The MLB offseason is at its busiest in December, during and immediately following the winter meetings. There are usually a flurry of trades and free-agent signings and most teams more or less have their 40-man rosters figured out by the new year.
However, this season, the market has stalled. Other than pitcher Aaron Nola re-upping with the Phillies in November, the only two major moves so far have been the signings by the Dodgers of two-way star Shohei Ohtani and pitcher Yoshinobu Yamamoto to massive deals.
Many assumed that once Ohtani — and to a lesser extent Yamamoto — signed, the other pieces would fall into place as teams would have a better understanding of how they must spend their money.

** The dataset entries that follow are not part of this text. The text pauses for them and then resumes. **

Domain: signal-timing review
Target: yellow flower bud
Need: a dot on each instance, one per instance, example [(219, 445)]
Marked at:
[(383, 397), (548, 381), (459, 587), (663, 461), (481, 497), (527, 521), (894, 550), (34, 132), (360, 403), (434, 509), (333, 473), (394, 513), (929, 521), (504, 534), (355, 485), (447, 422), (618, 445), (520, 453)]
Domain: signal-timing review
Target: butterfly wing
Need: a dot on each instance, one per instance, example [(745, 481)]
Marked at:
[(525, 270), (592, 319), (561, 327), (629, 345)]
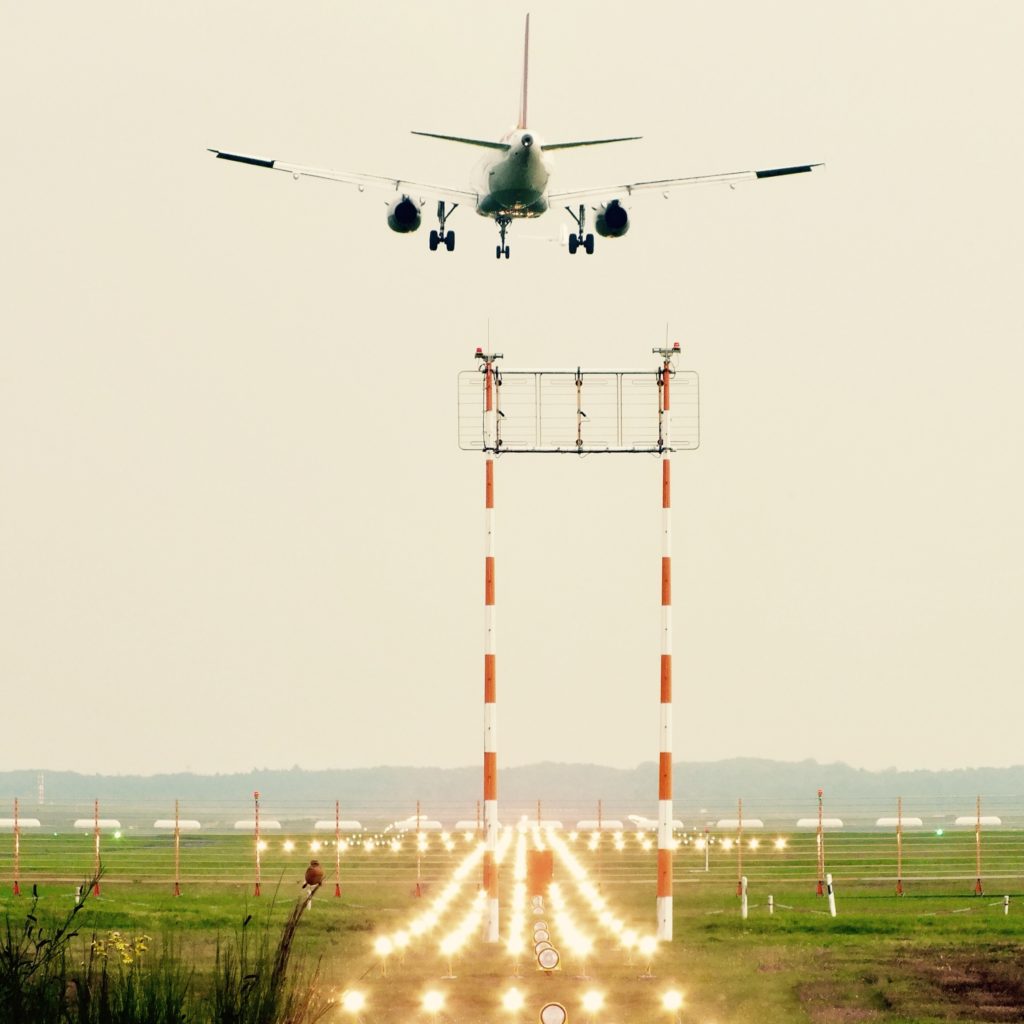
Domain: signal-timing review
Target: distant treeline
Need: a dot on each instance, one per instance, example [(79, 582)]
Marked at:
[(701, 790)]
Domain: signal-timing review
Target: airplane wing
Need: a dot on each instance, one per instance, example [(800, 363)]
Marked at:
[(665, 184), (349, 177)]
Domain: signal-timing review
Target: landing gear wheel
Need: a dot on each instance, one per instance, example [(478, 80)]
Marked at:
[(440, 237), (503, 225)]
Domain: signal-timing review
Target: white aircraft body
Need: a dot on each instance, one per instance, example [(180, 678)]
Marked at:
[(512, 184)]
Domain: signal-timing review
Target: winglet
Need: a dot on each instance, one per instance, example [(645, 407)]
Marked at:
[(525, 77)]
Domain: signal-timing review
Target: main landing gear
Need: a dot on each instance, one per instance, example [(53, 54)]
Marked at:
[(503, 225), (576, 241), (440, 237)]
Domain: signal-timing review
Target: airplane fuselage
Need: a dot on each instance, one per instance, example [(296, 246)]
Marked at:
[(515, 183)]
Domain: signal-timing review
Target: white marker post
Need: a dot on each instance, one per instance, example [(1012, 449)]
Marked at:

However, top free-agent starters Blake Snell and Jordan Montgomery and first baseman/center fielder Cody Bellinger have yet to find new homes.
One potential reason: Snell, Montgomery and Bellinger have the same representation, super-agent Scott Boras. He is notorious for his ruthless and lengthy negotiation tactics that ensure his clients get the absolute most money.
“My experience with [Boras] is that he asks for a big number of dollars and years and doesn’t budge for quite a while,” a National League executive said told Jesse Rogers of ESPN.com recently. “He’s not afraid to carry a guy into February or March as a free agent. Then he figures it only takes one team to blink and they usually do.”
It is likely that Boras is using Yamamoto’s 12-year, $325 million contract as a sort of benchmark for teams hoping to sign Snell or Montgomery. While Snell and Montgomery (both 31) are unlikely to get a deal anywhere close to the 12 years that 25-year-old Yamamoto got, Boras could insist on at least a $27 million average annual value for both pitchers.
Despite Snell’s high walk rate (13.3%) and struggles to pitch deep into games for San Diego, he is the reigning NL Cy Young winner and one of the most feared pitchers in baseball. Montgomery just came off of a dominant half-season with the Rangers that culminated in a World Series championship.
Bellinger is also coming off of an incredible “prove it” season (26 HR, 97 RBI, .307 BA) after signing a one-year contract with the Cubs. Bellinger has 30+ home run power, elite bat-to-ball skills and the ability to play Gold Glove-caliber defense at first base or in the outfield. He is by far the best position player available in free agency other than Ohtani, and his defensive versatility makes him an excellent fit for almost every team looking to add to their offense.
As teams get more desperate for talent as the offseason goes along, Boras will be able to get better contracts for Snell, Montgomery and Bellinger.
While fans are clamoring for their favorite teams to make big signings, it looks like free agency will continue to be more of a slow burn than the hot stove that the MLB offseason usually provides. That’s all because of Boras, who will try to wait teams out to get above-market value for his three biggest free- agent clients.